We have a helper function that can be used to filter $currentOp results across replica set members within a sharded cluster.

function printCurrentShardOperations(filter, project) {  
  var output = "";
  db.getSiblingDB("config").shards.find().forEach(function (s) {
    shardRS = new Mongo(s.host)
    print(s._id);
    shardRS.adminCommand({ replSetGetStatus: 1 }).members.forEach(function (d) {
      print("\t" + d.name + " (" + d.stateStr + ")");
      var shardMember = new Mongo(d.name);
      shardMember.setSlaveOk(true);
      shardMember.getDB("admin").aggregate([
        { $currentOp : { allUsers: true, idleSessions: true } },
        { $match: filter },
        { $project: project }
      ]).forEach(function(currentOp) {
        printjson(currentOp);
      })
    });
  })  
}
 
printCurrentShardOperations(
{ msg: /^Index Build/ },
{ msg: 1, progress: 1, secs_running: 1 }
)

This will produce results similar to:

shard01
	localhost:27018 (PRIMARY)
	localhost:27019 (SECONDARY)
	localhost:27020 (SECONDARY)
shard02
	localhost:27021 (PRIMARY)
	localhost:27022 (SECONDARY)
{
	"secs_running" : NumberLong(0),
	"msg" : "Index Build (background) Index Build (background): 62366/477064 13%",
	"progress" : {
		"done" : 62366,
		"total" : 477064
	}
}
	localhost:27023 (SECONDARY)
{
	"secs_running" : NumberLong(0),
	"msg" : "Index Build (background) Index Build (background): 56853/477064 11%",
	"progress" : {
		"done" : 56854,
		"total" : 477064
	}
}

Note this is a simple example and doesn't factor in authentication, however I'm providing it here as-is to showcase one approach to this problem in the interim.
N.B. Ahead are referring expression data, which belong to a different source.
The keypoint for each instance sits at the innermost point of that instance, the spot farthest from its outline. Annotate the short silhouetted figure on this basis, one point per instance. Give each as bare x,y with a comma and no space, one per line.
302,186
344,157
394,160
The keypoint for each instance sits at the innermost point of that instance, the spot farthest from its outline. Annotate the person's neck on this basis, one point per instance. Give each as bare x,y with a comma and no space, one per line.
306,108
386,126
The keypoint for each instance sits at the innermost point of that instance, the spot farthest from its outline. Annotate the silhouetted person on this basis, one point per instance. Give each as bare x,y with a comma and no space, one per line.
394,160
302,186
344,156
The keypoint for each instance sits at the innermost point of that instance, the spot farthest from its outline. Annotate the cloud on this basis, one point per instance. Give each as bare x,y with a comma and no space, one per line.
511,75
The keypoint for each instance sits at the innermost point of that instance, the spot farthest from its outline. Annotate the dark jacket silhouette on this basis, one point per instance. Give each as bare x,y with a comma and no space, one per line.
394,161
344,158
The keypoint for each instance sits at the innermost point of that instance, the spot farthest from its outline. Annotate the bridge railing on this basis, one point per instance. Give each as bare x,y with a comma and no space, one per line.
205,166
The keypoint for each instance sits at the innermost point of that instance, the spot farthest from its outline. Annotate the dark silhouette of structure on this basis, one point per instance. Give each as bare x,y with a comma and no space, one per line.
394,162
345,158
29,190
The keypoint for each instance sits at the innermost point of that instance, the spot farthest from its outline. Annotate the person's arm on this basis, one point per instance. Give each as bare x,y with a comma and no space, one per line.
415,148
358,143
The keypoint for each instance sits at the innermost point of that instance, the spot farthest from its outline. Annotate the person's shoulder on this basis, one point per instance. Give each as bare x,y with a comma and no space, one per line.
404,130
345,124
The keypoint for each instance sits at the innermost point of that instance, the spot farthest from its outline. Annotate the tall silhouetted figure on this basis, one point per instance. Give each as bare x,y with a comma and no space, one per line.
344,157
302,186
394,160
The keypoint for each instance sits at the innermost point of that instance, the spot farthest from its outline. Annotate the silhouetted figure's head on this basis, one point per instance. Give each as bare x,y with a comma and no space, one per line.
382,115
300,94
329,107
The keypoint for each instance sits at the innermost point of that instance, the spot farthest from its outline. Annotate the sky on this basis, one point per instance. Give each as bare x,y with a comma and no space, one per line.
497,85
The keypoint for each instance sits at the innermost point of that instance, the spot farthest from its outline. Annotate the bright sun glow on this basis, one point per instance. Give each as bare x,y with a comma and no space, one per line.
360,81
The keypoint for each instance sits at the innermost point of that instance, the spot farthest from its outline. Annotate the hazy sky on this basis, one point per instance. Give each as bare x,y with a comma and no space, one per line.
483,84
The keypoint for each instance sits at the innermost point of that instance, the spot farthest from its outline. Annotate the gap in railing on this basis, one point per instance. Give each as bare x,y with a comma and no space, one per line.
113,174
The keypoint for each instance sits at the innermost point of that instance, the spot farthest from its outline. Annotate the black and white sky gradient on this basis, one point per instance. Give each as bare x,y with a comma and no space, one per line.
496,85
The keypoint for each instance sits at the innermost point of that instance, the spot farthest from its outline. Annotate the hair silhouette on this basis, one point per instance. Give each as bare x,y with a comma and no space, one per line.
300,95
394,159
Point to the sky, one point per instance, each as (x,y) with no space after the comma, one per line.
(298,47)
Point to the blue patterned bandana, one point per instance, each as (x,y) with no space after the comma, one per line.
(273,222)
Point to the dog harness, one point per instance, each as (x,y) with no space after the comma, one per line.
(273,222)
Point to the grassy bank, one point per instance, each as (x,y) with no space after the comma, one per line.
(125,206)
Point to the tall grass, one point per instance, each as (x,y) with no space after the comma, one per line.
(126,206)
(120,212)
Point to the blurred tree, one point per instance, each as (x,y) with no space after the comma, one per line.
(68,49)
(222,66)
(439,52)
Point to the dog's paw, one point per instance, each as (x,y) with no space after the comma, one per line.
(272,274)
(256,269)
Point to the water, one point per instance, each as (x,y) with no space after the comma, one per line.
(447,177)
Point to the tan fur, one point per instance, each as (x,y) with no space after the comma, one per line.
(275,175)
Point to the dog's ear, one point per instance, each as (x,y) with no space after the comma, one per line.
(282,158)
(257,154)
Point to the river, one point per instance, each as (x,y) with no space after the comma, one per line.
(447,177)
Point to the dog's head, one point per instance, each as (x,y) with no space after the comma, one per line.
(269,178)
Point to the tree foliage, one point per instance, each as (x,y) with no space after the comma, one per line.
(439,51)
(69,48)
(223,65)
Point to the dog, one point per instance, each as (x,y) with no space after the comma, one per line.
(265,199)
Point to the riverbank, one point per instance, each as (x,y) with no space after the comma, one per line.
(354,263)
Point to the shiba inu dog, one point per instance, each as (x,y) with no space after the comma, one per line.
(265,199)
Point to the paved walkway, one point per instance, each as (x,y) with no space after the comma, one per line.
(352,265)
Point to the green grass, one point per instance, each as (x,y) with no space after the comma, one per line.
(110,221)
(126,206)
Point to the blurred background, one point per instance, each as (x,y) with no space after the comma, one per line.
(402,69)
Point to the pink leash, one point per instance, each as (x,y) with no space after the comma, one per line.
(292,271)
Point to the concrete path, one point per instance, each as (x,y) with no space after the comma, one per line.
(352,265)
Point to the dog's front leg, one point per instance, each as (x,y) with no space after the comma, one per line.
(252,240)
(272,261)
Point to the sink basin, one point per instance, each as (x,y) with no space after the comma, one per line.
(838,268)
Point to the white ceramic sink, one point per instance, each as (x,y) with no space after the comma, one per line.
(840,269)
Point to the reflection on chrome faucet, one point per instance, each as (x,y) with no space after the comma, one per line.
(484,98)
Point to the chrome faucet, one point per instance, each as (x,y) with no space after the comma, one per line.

Comment by Andy Schwerin [ 02/May/18 ]

This is a pretty cool idea. I think a correct solution would need to return results as they arrived, and handle down nodes, which would make this interesting. That said, it would be a very expensive operation on large sharded clusters (hundreds of nodes), and still would omit operations that run exclusively on routers, so it would still be a somewhat incomplete view.

Generated at Thu Feb 08 04:37:20 UTC 2024 using Jira 9.7.1#970001-sha1:2222b88b221c4928ef0de3161136cc90c8356a66.